Bei einem Hersteller gebe es laut Stoner keine Verbesserungen. Wenn also ein Team mit dem Einheitsreifen besser klar kommt, dann habe es einen Vorteil. Zudem wisse man nicht, ob man dieselbe Reifenqualität wie ein anderes Team bekommt. Das sei schon in der Vergangenheit so passiert.

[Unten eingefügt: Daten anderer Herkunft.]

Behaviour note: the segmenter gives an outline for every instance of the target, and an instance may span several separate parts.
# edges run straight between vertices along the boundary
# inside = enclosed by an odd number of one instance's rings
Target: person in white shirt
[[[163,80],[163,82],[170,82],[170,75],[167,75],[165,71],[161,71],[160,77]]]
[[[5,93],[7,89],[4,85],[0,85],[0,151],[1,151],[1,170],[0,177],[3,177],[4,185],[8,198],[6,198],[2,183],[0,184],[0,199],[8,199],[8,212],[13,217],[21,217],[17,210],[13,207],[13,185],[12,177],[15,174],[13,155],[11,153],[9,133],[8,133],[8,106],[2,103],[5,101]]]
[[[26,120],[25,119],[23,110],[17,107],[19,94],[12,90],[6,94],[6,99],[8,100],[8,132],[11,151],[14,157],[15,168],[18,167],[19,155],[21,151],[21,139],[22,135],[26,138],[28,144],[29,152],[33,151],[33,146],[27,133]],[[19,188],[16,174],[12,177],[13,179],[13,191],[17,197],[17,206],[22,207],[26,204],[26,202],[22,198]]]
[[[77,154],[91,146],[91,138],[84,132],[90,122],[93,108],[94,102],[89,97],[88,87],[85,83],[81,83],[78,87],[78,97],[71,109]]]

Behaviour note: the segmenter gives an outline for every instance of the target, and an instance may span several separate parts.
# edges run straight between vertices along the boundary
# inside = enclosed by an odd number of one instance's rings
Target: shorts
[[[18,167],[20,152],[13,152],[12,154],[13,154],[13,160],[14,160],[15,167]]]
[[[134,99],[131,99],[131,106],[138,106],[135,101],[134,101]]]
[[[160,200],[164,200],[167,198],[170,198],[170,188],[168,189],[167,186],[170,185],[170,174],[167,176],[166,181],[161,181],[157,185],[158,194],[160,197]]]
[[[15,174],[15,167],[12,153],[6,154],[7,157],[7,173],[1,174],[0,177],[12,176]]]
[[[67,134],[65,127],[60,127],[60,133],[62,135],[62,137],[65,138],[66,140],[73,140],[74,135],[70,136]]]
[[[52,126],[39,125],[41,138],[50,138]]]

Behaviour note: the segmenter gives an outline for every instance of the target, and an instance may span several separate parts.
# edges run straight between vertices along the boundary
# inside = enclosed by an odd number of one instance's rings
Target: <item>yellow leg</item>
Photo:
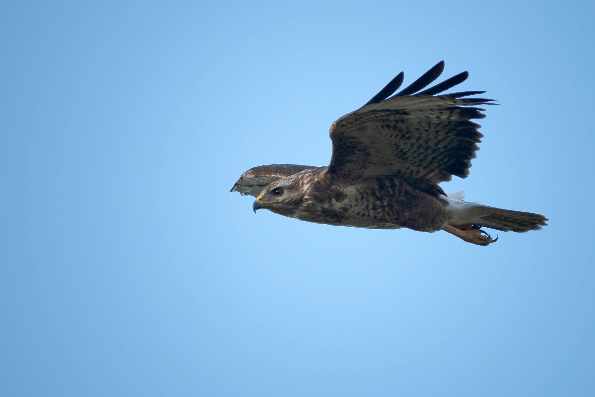
[[[444,232],[447,232],[451,235],[455,235],[459,239],[464,240],[468,243],[477,244],[477,245],[487,245],[492,242],[491,237],[488,237],[481,233],[479,229],[471,229],[471,230],[461,230],[454,226],[446,225],[442,228]]]

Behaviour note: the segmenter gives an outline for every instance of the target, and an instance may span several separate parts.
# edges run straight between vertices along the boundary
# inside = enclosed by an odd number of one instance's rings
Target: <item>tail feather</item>
[[[491,214],[481,217],[484,226],[502,232],[517,232],[522,233],[529,230],[539,230],[541,226],[547,225],[549,220],[543,215],[520,211],[511,211],[485,207]]]
[[[462,192],[449,193],[445,198],[448,202],[446,209],[451,215],[449,224],[479,224],[502,232],[512,230],[523,233],[538,230],[541,226],[547,226],[546,221],[549,220],[539,214],[503,210],[476,202],[468,202],[462,199],[464,198]]]

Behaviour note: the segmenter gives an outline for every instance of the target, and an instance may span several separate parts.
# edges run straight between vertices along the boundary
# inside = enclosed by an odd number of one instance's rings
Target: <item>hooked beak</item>
[[[256,210],[260,210],[262,208],[262,203],[260,201],[258,201],[258,200],[255,201],[254,203],[252,204],[252,210],[254,211],[255,214],[256,213]]]
[[[254,211],[254,213],[256,213],[256,210],[260,210],[261,208],[264,208],[264,206],[262,204],[267,204],[270,202],[277,202],[277,200],[274,200],[273,201],[264,201],[264,196],[261,195],[256,198],[256,201],[254,202],[252,204],[252,210]]]

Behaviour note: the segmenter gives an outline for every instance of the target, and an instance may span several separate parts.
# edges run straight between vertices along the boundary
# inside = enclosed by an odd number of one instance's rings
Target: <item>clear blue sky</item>
[[[590,1],[2,2],[0,394],[595,395]],[[441,60],[498,100],[488,247],[251,210]]]

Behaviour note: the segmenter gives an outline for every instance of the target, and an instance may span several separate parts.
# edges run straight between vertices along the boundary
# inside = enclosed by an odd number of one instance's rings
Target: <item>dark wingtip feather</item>
[[[445,93],[444,95],[452,96],[453,98],[461,98],[462,96],[469,96],[480,93],[486,93],[486,91],[464,91],[463,92],[453,92],[452,93]]]
[[[421,77],[416,80],[415,82],[412,83],[411,85],[394,96],[403,96],[405,95],[409,95],[414,92],[417,92],[422,88],[425,88],[442,74],[442,71],[444,70],[444,61],[440,61],[437,64],[434,65],[431,69],[424,73]]]
[[[434,95],[437,93],[439,93],[443,91],[446,91],[449,89],[452,88],[456,85],[461,84],[466,80],[468,77],[469,72],[464,71],[462,73],[459,73],[456,76],[453,76],[447,80],[445,80],[440,84],[437,84],[433,87],[428,88],[425,91],[422,91],[418,95],[424,94],[425,95]]]
[[[394,79],[393,79],[390,82],[384,86],[380,92],[374,96],[374,97],[366,102],[366,105],[369,105],[370,104],[377,104],[381,101],[384,101],[386,98],[389,98],[390,95],[392,95],[397,89],[401,86],[403,84],[403,76],[404,74],[402,71],[399,74],[397,74]],[[364,105],[364,106],[365,106]]]

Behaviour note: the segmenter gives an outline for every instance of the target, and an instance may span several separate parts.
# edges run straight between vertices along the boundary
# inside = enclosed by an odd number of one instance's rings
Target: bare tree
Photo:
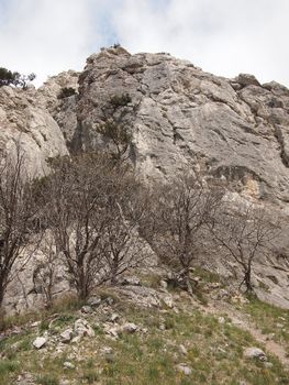
[[[0,306],[16,271],[35,251],[31,241],[37,210],[32,184],[24,172],[24,156],[18,150],[14,160],[2,160],[0,166]]]
[[[140,237],[140,222],[146,213],[145,187],[130,173],[123,175],[110,191],[103,238],[105,274],[103,279],[115,284],[118,276],[140,266],[148,256],[148,245]]]
[[[47,226],[79,298],[107,280],[115,283],[141,260],[137,217],[131,215],[140,211],[140,195],[126,165],[82,154],[56,164],[45,185]]]
[[[205,248],[207,226],[222,199],[197,174],[185,169],[155,198],[152,239],[158,255],[177,268],[178,280],[192,294],[190,268]]]
[[[60,261],[55,245],[54,238],[49,231],[44,232],[40,251],[43,256],[35,261],[35,268],[33,271],[33,284],[36,293],[42,293],[45,307],[51,308],[53,305],[53,294],[56,283],[57,268]]]
[[[240,288],[245,285],[246,292],[253,292],[252,271],[257,258],[271,253],[273,241],[279,235],[280,227],[276,219],[269,217],[264,208],[248,204],[245,208],[223,205],[211,232],[224,258],[232,258],[242,271]]]

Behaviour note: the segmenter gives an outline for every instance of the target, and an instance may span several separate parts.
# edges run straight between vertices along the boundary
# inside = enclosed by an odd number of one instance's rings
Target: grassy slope
[[[74,308],[64,307],[57,322],[49,329],[51,336],[58,336],[74,323],[79,317]],[[274,324],[271,320],[276,317],[288,316],[279,309],[275,315],[270,307],[255,300],[244,305],[243,310],[252,314],[256,320],[262,319],[266,328]],[[35,337],[48,326],[43,320],[40,330],[27,328],[22,334],[0,342],[3,356],[0,384],[15,384],[15,378],[23,372],[33,374],[35,383],[42,385],[57,385],[64,378],[77,385],[238,385],[241,381],[252,385],[289,384],[288,373],[276,358],[269,356],[271,367],[243,358],[244,348],[258,343],[229,320],[220,323],[213,316],[193,308],[190,314],[176,314],[171,309],[140,311],[123,302],[116,302],[112,311],[118,311],[126,321],[146,328],[147,332],[124,334],[114,341],[104,333],[98,316],[91,315],[89,322],[96,330],[96,337],[84,339],[78,344],[67,344],[62,353],[56,354],[55,345],[47,348],[47,351],[36,351],[32,346]],[[160,330],[159,324],[164,324],[165,330]],[[276,338],[282,336],[277,333]],[[186,354],[180,352],[180,344],[186,346]],[[103,346],[112,348],[113,354],[102,354]],[[65,370],[65,361],[71,362],[75,369]],[[191,375],[185,375],[177,369],[180,363],[192,370]]]

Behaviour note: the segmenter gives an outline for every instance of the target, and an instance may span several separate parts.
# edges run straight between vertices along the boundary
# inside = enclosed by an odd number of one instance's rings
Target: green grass
[[[247,306],[255,309],[256,316],[264,314],[262,304],[253,305]],[[238,385],[242,381],[248,385],[289,384],[288,373],[276,358],[268,355],[273,363],[270,369],[262,362],[243,358],[245,348],[258,343],[248,332],[229,321],[220,323],[213,316],[197,309],[192,309],[191,315],[175,314],[171,309],[152,311],[122,301],[113,305],[113,311],[135,322],[141,330],[111,340],[100,328],[95,338],[84,339],[78,345],[70,343],[58,355],[53,346],[45,353],[32,346],[35,330],[1,341],[4,358],[0,365],[0,384],[14,384],[21,371],[31,373],[41,385],[57,385],[60,380],[75,380],[77,385]],[[280,317],[275,311],[271,317]],[[59,315],[59,327],[74,322],[69,315],[74,316],[73,312]],[[88,320],[93,326],[98,316],[90,317]],[[165,329],[160,330],[159,324]],[[144,328],[147,332],[142,331]],[[180,344],[186,346],[187,353],[180,351]],[[80,360],[77,355],[70,356],[74,346],[80,352]],[[103,346],[112,349],[112,358],[101,353]],[[71,362],[76,369],[64,370],[65,361]],[[191,375],[186,376],[177,369],[180,363],[191,369]]]
[[[276,342],[284,344],[289,354],[289,310],[265,304],[256,297],[249,298],[242,309],[251,315],[264,334],[271,334]]]
[[[59,385],[59,380],[53,374],[41,375],[41,376],[36,377],[36,384],[40,384],[40,385]]]

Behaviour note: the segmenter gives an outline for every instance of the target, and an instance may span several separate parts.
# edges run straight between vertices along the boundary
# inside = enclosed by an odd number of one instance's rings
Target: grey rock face
[[[59,127],[40,107],[35,90],[4,86],[0,88],[0,152],[13,156],[18,146],[32,177],[47,173],[49,157],[68,153]]]
[[[244,356],[246,359],[258,359],[260,361],[267,361],[266,354],[259,348],[247,348],[244,351]]]
[[[111,110],[114,96],[131,102]],[[193,163],[218,177],[241,180],[254,198],[289,199],[289,90],[260,86],[251,75],[216,77],[168,54],[92,55],[79,76],[76,132],[80,148],[107,144],[98,133],[110,118],[132,132],[131,161],[158,180]]]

Vermeulen fürchtet einen Entwicklungsstopp

"Kaum waren die Hersteller verbannt, schon stoppte die Entwicklung." Chris Vermeulen

Sein Landsmann, der Suzuki-Pilot Chris Vermeulen stimmt dem Ducati-Fahrer zu: "Ich denke, Casey hat bereits alles gesagt. Ich stimme damit vollkommen überein. Ich denke nicht, dass dieser Wettbewerb eine Einheitsreifenregel braucht. Es ist ein Wettkampf zwischen Prototypen. Ich kenne das von Pirelli in den Superbikes. Kaum waren die Hersteller verbannt, schon stoppte die Reifenentwicklung und wurde zwei Jahre lang nicht mehr fortgesetzt. Das wirft jedermann zurück. Sie (Pirelli, Anm. d. Red.) werden nur deswegen lange nicht mehr in der Lage sein, sich an der MotoGP zu beteiligen."

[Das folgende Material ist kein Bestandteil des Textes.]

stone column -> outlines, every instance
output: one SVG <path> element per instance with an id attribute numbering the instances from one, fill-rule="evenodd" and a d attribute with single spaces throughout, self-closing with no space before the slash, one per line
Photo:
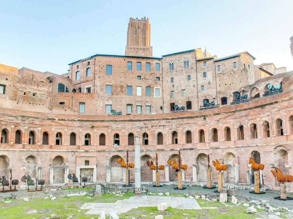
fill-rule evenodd
<path id="1" fill-rule="evenodd" d="M 136 135 L 134 137 L 135 143 L 135 188 L 134 189 L 135 196 L 142 195 L 142 185 L 140 181 L 140 136 Z"/>

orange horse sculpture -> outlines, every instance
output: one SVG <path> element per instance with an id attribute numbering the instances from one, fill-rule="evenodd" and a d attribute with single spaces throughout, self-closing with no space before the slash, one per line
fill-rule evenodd
<path id="1" fill-rule="evenodd" d="M 219 161 L 217 160 L 216 160 L 215 162 L 214 161 L 212 161 L 213 164 L 216 168 L 216 169 L 221 172 L 222 170 L 226 170 L 228 166 L 226 164 L 221 164 L 219 162 Z"/>
<path id="2" fill-rule="evenodd" d="M 274 177 L 277 176 L 277 180 L 278 182 L 293 182 L 293 176 L 291 175 L 286 175 L 282 173 L 282 171 L 279 168 L 275 168 L 276 173 L 273 170 L 271 170 L 271 172 L 272 173 Z"/>
<path id="3" fill-rule="evenodd" d="M 265 165 L 262 164 L 257 164 L 254 159 L 251 158 L 249 158 L 249 161 L 248 163 L 249 164 L 251 164 L 251 169 L 255 170 L 263 170 L 265 168 Z"/>

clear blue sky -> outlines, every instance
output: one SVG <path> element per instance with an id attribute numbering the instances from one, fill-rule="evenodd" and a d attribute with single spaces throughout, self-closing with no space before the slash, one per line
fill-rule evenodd
<path id="1" fill-rule="evenodd" d="M 293 1 L 1 1 L 0 63 L 58 74 L 97 53 L 124 55 L 129 18 L 150 19 L 153 55 L 206 46 L 293 70 Z"/>

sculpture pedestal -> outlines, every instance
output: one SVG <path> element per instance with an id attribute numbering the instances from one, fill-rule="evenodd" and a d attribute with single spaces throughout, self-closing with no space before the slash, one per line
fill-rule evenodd
<path id="1" fill-rule="evenodd" d="M 282 201 L 293 200 L 293 198 L 287 197 L 286 192 L 286 185 L 285 183 L 281 183 L 280 184 L 280 192 L 281 196 L 274 197 L 274 198 L 275 199 Z"/>
<path id="2" fill-rule="evenodd" d="M 260 192 L 259 191 L 259 172 L 255 171 L 253 175 L 254 175 L 254 191 L 251 191 L 249 193 L 257 194 L 265 194 L 265 192 Z"/>
<path id="3" fill-rule="evenodd" d="M 221 189 L 224 187 L 223 182 L 223 172 L 221 171 L 218 173 L 218 190 L 214 191 L 214 192 L 220 193 Z"/>
<path id="4" fill-rule="evenodd" d="M 178 187 L 174 188 L 174 189 L 176 190 L 183 190 L 186 189 L 186 187 L 182 187 L 182 172 L 181 171 L 178 171 L 177 172 L 178 174 Z"/>
<path id="5" fill-rule="evenodd" d="M 204 189 L 214 189 L 216 187 L 212 187 L 212 169 L 207 169 L 207 186 L 203 187 Z"/>

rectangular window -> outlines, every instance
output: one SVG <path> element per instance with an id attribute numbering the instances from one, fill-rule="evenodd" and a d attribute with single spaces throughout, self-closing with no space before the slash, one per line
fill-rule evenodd
<path id="1" fill-rule="evenodd" d="M 130 114 L 132 113 L 132 105 L 131 104 L 127 104 L 126 105 L 127 111 L 126 113 L 128 114 Z"/>
<path id="2" fill-rule="evenodd" d="M 160 63 L 156 63 L 156 70 L 160 71 Z"/>
<path id="3" fill-rule="evenodd" d="M 182 93 L 182 96 L 185 97 L 186 95 L 186 93 L 185 93 L 185 90 L 181 90 L 181 92 Z"/>
<path id="4" fill-rule="evenodd" d="M 142 87 L 140 86 L 136 86 L 136 95 L 142 95 Z"/>
<path id="5" fill-rule="evenodd" d="M 146 106 L 146 113 L 147 114 L 151 114 L 150 106 Z"/>
<path id="6" fill-rule="evenodd" d="M 132 86 L 127 86 L 127 95 L 132 96 Z"/>
<path id="7" fill-rule="evenodd" d="M 0 94 L 4 94 L 5 93 L 5 85 L 0 85 Z"/>
<path id="8" fill-rule="evenodd" d="M 151 70 L 151 63 L 149 62 L 146 62 L 146 71 L 149 72 Z"/>
<path id="9" fill-rule="evenodd" d="M 147 97 L 151 96 L 150 87 L 146 87 L 146 96 Z"/>
<path id="10" fill-rule="evenodd" d="M 106 85 L 106 94 L 112 94 L 112 85 Z"/>
<path id="11" fill-rule="evenodd" d="M 142 114 L 142 106 L 136 106 L 136 113 L 138 114 Z"/>
<path id="12" fill-rule="evenodd" d="M 79 103 L 79 112 L 84 113 L 85 106 L 84 103 Z"/>
<path id="13" fill-rule="evenodd" d="M 111 111 L 112 110 L 112 105 L 106 105 L 106 113 L 111 113 Z"/>
<path id="14" fill-rule="evenodd" d="M 112 66 L 110 65 L 106 65 L 106 74 L 107 75 L 112 74 Z"/>
<path id="15" fill-rule="evenodd" d="M 136 70 L 137 71 L 142 70 L 142 63 L 137 62 L 136 63 Z"/>
<path id="16" fill-rule="evenodd" d="M 132 62 L 127 62 L 127 70 L 131 71 L 132 70 Z"/>
<path id="17" fill-rule="evenodd" d="M 155 97 L 160 96 L 159 88 L 155 88 Z"/>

"Wenn wir eine Einheitsreifenregel einführen, welcher Reifen soll es sein? Passt der Reifen zu jeder Maschine? Kommt eine Ducati mit Bridgestone-Reifen prima zurecht, während eine Yamaha mit Bridgestone-Reifen hoffnungslos hinterherfährt? Werden sie sich dann wieder beschweren? Es gibt so viele Dinge zu bedenken", mahnt Vermeulen.

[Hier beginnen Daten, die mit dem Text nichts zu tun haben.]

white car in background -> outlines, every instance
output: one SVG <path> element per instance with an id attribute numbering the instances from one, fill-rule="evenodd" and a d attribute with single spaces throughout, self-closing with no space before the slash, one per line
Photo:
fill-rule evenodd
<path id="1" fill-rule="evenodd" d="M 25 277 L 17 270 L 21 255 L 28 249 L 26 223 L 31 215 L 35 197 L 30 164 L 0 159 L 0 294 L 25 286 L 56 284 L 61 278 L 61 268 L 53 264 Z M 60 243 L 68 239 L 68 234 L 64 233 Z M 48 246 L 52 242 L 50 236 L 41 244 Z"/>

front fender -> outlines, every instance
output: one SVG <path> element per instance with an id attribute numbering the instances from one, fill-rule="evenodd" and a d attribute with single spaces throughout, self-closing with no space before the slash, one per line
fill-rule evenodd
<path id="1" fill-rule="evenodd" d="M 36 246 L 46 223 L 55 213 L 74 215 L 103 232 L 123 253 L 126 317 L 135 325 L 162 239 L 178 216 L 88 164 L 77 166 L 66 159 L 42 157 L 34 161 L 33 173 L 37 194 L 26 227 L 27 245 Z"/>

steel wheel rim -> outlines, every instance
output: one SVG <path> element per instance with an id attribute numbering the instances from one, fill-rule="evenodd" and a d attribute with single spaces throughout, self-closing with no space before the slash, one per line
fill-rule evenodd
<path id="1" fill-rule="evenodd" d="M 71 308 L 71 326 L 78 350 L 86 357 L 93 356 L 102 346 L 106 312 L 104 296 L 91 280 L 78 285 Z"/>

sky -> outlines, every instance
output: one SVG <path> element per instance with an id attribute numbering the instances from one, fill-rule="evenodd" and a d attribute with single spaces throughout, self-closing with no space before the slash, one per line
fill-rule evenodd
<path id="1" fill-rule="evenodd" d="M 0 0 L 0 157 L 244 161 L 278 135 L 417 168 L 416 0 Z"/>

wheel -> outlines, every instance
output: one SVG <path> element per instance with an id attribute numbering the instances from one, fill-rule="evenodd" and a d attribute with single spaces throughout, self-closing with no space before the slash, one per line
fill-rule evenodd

Melandri ist ebenfalls für Reifenvielfalt

Stoners künftiger Teamkollege bei Ducati ist ebenfalls dessen Meinung: "Die Rennen werden nicht mehr Spaß machen als jetzt, weil die Superbikes mit ihren Einheitsreifen nicht mehr Spaß machen, als unsere Rennen. Ich weiß nicht, wer uns garantieren kann, dass die Entwicklung eines Reifens jedem Bike zusagt."

"Wenn man einen Reifen entwirft, der gut für einige und weniger gut für andere funktioniert, haben wir das selbe Problem wieder von vorne", meint der Italiener. "Für eine Weltmeisterschaft braucht man die besten Fahrer, die besten Maschinen-Hersteller und auch die besten Reifenhersteller. Ich denke, dass das lange Zeit Michelin war, vielleicht zehn Jahre. Das war auch nicht lustig."

Suppo verteidigt Ducatis Leistung

Casey Stoner

Livio Suppo meint, die Dominanz sei primär dem Gesamtpaket zu verdanken Zoom

Livio Suppo hat zur Reifendiskussion natürlich auch seine eigene Meinung. Der Ducati-Boss möchte natürlich nicht auf sich sitzen lassen, dass die Leistung seiner Mannschaft auf die überlegen Reifen reduziert wird: "Die erste Nicht-Ducati auf Bridgestone-Reifen lag 17 Sekunden hinter dem ersten Michelin-Piloten (Rossi auf Platz drei, Anm. d. Red.)."

"Es liegt nicht nur an den Reifen, vieles hängt auch von den Fahrern und vom Gesamtpaket ab", so Suppo gegenüber 'autosport.com'. "Auch die Maschine macht einen wichtigen Teil des Pakets aus. Unser Bike war von Anfang an gut. Deswegen denke ich, haben wir diese Meisterschaft verdient, wir haben einfach einen fantastischen Job gemacht."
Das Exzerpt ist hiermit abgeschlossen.